SHA-2 uses a Merkle-Damgard construction like SHA-1 does, but is not widely believed to be vulnerable to the same attacks. SHA-3 was developed and standardized in part to mitigate future breaks in SHA-2, but those breaks have (so far) not materialized[1].
TL;DR: If all you need is a fast cryptographic digest, SHA-2 is still the gold standard. If you care about length-extension attacks, SHA-3's construction prevents them. If you're hashing passwords, you should use a KDF instead.
Truncated SHA-2, eg SHA-512/256, has some resistance against length extension attacks[1] while non-truncated has none, so wouldn't that be the gold standard?
edit: Thinking a bit more, I guess there are a lot of interesting cases which are not prone to length extension attacks where the full SHA-512 would be better.
Looked at a 6 byte hash today. Modifying the hash or the data attached to it made the API respond with an error saying untrusted input. The data is an encrypted blob and the hash protects it from being tampered with.
My guess is that it’s a truncated md5(secret + data) or hmac. Either way, with a sufficient long a secret, I won’t be able to guess it (offline), and because of the truncation, length extensions also out of the question.

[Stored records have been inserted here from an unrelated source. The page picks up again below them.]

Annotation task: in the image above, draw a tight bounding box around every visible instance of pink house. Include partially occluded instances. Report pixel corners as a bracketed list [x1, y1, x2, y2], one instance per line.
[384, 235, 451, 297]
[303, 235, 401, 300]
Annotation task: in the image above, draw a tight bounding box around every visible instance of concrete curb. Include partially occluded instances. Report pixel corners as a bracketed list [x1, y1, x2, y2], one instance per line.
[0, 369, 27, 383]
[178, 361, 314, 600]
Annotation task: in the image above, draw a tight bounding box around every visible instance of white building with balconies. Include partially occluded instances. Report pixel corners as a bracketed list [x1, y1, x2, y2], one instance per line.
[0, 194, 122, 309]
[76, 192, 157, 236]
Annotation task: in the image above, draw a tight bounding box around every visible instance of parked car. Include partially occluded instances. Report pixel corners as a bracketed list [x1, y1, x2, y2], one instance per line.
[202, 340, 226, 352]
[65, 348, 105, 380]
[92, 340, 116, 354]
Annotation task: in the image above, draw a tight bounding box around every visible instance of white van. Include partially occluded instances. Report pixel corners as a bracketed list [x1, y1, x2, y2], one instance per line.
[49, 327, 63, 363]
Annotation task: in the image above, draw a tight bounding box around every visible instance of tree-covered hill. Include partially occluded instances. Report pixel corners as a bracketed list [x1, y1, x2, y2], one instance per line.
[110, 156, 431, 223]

With only 48 bits of entropy, I can’t shake the feeling that there are practical attacks I have not considered.
This was definitely January 2020 (January 7th, a Tuesday, per the Ars Technica article); I think the 2019 confusion is because that is when they disclosed the attacks to the related projects.
How are other algorithms fairing recently, anything else started tumbling over in the last few years?